Ефимов прервал рассказ и задумался.
— Много времени прошло, всего и не вспомнишь, — сказал он наконец. — Да, и видел я его раз пять от силы. А потом пропал человек: накрыли его — и в Сибирь.
Его и раньше выслеживали, обыски у него устраивали, но все обходилось. Наши потом рассказывали, как он нелегальщину прятал. Выдолбил в полене тайник.
— Тайник? — перебил Генька и взглянул на ребят. Но те уже и сами вспомнили речь прокурора.
— Да, выдолбил в полене глубокое дупло, — продолжал Илья Леонтьевич, — приладил к нему деревянную крышку-задвижку. Аккуратно все сделал: на крышке даже бересту оставил и сучок, так что она и вовсе неприметна. Полено как полено. А потянешь за сучок, задвижка и отойдет. Пожалуйста, тайник открыт. Там он что надо и держал. А полено возле печки, среди дров, валялось.
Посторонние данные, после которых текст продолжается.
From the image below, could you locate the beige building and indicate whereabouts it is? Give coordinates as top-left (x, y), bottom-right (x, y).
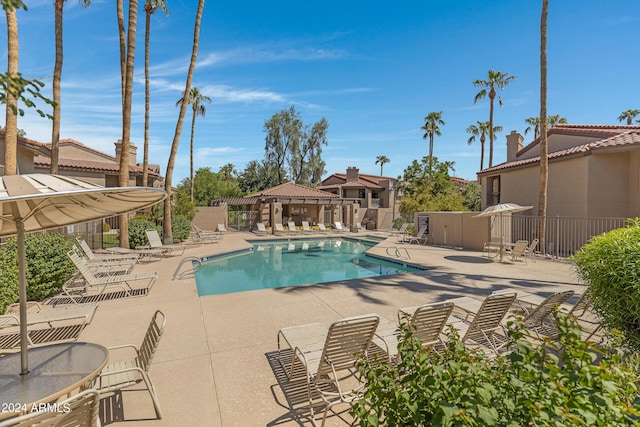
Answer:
top-left (478, 124), bottom-right (640, 218)
top-left (318, 167), bottom-right (399, 229)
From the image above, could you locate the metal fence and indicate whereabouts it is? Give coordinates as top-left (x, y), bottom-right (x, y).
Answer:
top-left (494, 215), bottom-right (627, 258)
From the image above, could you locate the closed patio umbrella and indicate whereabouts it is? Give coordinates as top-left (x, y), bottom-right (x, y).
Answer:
top-left (474, 203), bottom-right (533, 262)
top-left (0, 174), bottom-right (166, 374)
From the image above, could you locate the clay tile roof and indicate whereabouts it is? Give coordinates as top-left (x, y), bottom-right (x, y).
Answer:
top-left (247, 182), bottom-right (340, 199)
top-left (479, 125), bottom-right (640, 175)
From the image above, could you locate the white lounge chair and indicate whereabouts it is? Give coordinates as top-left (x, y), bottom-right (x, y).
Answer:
top-left (278, 314), bottom-right (379, 425)
top-left (63, 250), bottom-right (158, 300)
top-left (93, 310), bottom-right (167, 419)
top-left (145, 230), bottom-right (186, 255)
top-left (287, 221), bottom-right (298, 234)
top-left (253, 222), bottom-right (268, 236)
top-left (302, 221), bottom-right (313, 234)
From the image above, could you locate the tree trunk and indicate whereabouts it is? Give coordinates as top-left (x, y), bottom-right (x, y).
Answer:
top-left (119, 0), bottom-right (138, 248)
top-left (163, 0), bottom-right (204, 244)
top-left (4, 9), bottom-right (18, 175)
top-left (538, 0), bottom-right (549, 254)
top-left (142, 8), bottom-right (151, 187)
top-left (49, 0), bottom-right (64, 174)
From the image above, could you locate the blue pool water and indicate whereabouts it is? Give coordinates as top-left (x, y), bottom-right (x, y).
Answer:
top-left (195, 239), bottom-right (421, 296)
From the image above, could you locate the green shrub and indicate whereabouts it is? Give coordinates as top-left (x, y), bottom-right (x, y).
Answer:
top-left (171, 215), bottom-right (191, 242)
top-left (0, 233), bottom-right (75, 313)
top-left (351, 314), bottom-right (640, 427)
top-left (573, 218), bottom-right (640, 350)
top-left (129, 217), bottom-right (162, 249)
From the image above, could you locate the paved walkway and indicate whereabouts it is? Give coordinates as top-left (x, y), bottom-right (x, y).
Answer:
top-left (80, 232), bottom-right (583, 427)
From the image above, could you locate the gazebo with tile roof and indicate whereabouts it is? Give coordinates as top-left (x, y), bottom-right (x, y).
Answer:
top-left (211, 182), bottom-right (359, 234)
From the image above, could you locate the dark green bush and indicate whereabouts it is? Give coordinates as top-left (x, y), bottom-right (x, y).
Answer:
top-left (0, 233), bottom-right (75, 313)
top-left (129, 218), bottom-right (162, 249)
top-left (351, 314), bottom-right (640, 427)
top-left (171, 215), bottom-right (191, 242)
top-left (573, 218), bottom-right (640, 350)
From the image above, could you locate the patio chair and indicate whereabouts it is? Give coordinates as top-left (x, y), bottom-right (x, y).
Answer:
top-left (449, 292), bottom-right (516, 356)
top-left (93, 310), bottom-right (167, 419)
top-left (318, 222), bottom-right (329, 233)
top-left (0, 390), bottom-right (100, 427)
top-left (63, 250), bottom-right (158, 299)
top-left (273, 223), bottom-right (287, 236)
top-left (287, 221), bottom-right (298, 234)
top-left (302, 221), bottom-right (314, 234)
top-left (278, 314), bottom-right (379, 425)
top-left (398, 301), bottom-right (454, 351)
top-left (506, 240), bottom-right (529, 264)
top-left (76, 236), bottom-right (140, 264)
top-left (145, 230), bottom-right (186, 255)
top-left (524, 239), bottom-right (540, 261)
top-left (400, 225), bottom-right (429, 245)
top-left (334, 221), bottom-right (346, 233)
top-left (522, 291), bottom-right (574, 336)
top-left (253, 222), bottom-right (268, 236)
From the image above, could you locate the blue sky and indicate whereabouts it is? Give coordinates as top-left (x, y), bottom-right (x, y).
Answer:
top-left (5, 0), bottom-right (640, 184)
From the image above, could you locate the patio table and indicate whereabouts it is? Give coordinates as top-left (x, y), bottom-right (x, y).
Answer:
top-left (0, 342), bottom-right (108, 419)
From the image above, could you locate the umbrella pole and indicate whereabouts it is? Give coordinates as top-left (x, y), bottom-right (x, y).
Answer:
top-left (16, 221), bottom-right (29, 375)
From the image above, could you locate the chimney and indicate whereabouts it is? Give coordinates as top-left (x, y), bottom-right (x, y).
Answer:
top-left (115, 139), bottom-right (138, 166)
top-left (507, 130), bottom-right (524, 162)
top-left (347, 166), bottom-right (360, 182)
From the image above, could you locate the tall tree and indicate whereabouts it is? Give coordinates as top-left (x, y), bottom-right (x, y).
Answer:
top-left (524, 117), bottom-right (540, 140)
top-left (618, 110), bottom-right (640, 126)
top-left (49, 0), bottom-right (91, 174)
top-left (538, 0), bottom-right (549, 253)
top-left (117, 0), bottom-right (138, 248)
top-left (467, 121), bottom-right (502, 170)
top-left (162, 0), bottom-right (204, 244)
top-left (376, 156), bottom-right (391, 176)
top-left (3, 4), bottom-right (18, 175)
top-left (420, 111), bottom-right (445, 176)
top-left (176, 87), bottom-right (211, 202)
top-left (142, 0), bottom-right (169, 187)
top-left (473, 70), bottom-right (516, 167)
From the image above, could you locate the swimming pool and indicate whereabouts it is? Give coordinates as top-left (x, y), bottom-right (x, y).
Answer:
top-left (195, 239), bottom-right (423, 296)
Поди найди!
Но в последний раз добрались, живоглоты: поленницу стали разбирать. «Верста» догадался, что кто-то их на след навел, хотел незаметно свое полено в печь бросить, да не смог. За руки его схватили. Это уж хозяйка потом передавала.
Илья Леонтьевич замолчал.
— Да, — сказал он. — Всего и не вспомнишь… Ну, а что еще вы узнали о «Версте»?
Ребята наперебой стали рассказывать.
Узнав, какие слухи были распущены о Рокотове, Ефимов возмутился:
— Вот оно что! То-то все молчат. Забыли о «Версте», а зря! Героический человек был, достойный человек.
— А вы — молодцы! — старик снова ласково взглянул на ребят. — И уж если вы столько о нем узнали, бейтесь дальше. Пусть историки займутся «Верстой». Его место во-он там…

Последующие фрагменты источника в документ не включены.